Martha sat with the photo album in her lap, a thin layer of dust drifting from the faded leather. She flipped it open to the first page. Behind yellow plastic she caught a picture of three children—the oldest 7—staring dutifully into the camera, solemn looks on their faces.

She lightly touched the face of the middle child, a girl with braids and dark eyes, before glancing at the photo to the right. In this picture, the solemnity of the moment was gone, the formality of the scene broken as the camera caught the older boy tugging his sister’s braid, her head jerked slightly to the side. The three-year-old had slid off the chair and turned his back on the scene.

Slowly she flipped through the pages, pausing here, lingering there, absorbing images of children at birthday parties, swimming in the lagoon, saying prayers at their bedside. Mostly the pictures reflected a happy time. After closing the last page, she set the book carefully on a settee, then turned to a pile of similar, dusty-leather-bound books and picked up the next one.

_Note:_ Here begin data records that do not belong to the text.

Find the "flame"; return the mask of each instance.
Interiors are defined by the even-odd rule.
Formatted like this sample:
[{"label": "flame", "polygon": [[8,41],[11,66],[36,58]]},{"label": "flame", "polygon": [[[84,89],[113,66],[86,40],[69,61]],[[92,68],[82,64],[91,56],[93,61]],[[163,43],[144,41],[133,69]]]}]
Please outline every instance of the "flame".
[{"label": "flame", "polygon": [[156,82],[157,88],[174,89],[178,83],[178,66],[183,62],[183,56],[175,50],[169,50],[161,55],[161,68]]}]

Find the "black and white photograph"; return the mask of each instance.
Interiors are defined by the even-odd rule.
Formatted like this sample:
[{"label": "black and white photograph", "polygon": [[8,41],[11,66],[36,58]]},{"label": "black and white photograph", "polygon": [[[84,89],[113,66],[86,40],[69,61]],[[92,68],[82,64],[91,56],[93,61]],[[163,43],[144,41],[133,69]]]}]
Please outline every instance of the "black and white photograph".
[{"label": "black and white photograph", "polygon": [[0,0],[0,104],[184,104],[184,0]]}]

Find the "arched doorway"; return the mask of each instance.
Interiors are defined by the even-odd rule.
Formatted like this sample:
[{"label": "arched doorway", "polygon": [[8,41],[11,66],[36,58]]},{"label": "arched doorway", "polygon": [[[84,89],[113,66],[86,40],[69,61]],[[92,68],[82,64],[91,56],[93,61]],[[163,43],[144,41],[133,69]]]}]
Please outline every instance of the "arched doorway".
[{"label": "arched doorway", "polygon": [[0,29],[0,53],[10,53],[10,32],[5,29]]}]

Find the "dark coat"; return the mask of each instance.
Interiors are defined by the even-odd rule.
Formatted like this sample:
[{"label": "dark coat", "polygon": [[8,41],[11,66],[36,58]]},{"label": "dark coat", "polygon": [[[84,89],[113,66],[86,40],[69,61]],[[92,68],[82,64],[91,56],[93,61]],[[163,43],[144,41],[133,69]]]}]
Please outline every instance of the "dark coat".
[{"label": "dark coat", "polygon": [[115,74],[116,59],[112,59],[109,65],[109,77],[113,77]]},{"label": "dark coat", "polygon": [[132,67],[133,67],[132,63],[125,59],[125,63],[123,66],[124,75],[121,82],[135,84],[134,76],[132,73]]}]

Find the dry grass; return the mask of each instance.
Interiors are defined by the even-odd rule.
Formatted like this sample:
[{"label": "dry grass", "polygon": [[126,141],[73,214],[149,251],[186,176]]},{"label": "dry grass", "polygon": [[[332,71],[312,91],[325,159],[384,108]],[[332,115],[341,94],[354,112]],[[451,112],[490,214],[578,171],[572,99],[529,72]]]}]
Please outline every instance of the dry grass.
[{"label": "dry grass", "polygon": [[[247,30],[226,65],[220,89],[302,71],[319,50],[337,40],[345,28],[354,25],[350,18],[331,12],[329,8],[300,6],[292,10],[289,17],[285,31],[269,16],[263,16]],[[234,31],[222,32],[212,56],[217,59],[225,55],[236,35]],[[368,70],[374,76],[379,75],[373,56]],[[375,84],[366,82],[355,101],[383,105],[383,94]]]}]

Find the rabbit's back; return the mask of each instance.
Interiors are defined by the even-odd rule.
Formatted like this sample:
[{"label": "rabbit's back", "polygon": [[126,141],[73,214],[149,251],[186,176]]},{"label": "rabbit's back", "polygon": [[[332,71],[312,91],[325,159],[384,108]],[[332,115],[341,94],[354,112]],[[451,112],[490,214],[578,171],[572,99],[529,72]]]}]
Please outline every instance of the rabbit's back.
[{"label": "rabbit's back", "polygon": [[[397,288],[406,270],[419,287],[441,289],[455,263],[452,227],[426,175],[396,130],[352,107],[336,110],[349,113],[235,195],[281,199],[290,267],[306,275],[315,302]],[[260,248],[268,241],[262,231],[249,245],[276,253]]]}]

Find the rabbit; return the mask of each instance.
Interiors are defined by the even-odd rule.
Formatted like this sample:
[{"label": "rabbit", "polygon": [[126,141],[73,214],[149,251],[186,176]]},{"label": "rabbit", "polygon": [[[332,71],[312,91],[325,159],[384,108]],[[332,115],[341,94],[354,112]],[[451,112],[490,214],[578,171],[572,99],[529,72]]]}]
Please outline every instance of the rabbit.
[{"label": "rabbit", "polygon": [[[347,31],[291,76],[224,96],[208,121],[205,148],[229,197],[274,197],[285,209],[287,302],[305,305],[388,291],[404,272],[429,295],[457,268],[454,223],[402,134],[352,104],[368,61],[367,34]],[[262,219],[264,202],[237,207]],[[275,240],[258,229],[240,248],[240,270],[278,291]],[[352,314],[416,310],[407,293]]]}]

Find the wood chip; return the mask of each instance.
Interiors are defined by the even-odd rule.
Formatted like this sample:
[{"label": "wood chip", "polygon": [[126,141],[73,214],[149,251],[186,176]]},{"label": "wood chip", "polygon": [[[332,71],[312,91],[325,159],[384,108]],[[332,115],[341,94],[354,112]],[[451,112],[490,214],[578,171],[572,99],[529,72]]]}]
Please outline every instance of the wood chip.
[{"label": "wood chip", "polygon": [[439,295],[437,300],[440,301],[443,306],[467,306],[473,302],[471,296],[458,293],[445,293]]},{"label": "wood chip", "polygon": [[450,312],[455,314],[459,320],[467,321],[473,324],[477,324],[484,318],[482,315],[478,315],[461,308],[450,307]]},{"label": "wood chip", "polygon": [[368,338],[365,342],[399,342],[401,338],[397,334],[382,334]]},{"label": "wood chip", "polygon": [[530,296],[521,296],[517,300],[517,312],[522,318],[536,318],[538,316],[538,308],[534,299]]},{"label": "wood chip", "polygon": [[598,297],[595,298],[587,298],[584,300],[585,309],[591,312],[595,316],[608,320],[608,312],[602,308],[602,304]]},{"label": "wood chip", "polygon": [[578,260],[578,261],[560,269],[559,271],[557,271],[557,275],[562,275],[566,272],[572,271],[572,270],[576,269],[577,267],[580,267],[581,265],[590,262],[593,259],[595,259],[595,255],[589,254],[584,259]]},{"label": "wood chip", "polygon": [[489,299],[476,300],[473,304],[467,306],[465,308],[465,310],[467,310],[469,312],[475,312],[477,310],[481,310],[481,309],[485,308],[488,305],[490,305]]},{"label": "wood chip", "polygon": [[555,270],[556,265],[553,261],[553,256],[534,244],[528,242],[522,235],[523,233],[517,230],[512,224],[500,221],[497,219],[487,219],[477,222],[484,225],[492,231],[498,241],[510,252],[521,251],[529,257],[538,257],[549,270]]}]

For hours she sat there, going through page after page, book after book, until the last one was closed on her lap. The children in this volume were older, 27, 29 and 31. In this one, joy was the exception.

Even when a smile was present, it felt fleeting, ephemeral, glimpsed; captured on the edge of the lips, like a bird pausing on an overhead branch, before flitting off. In those photos—where many frozen faces peered out—the smiles were few.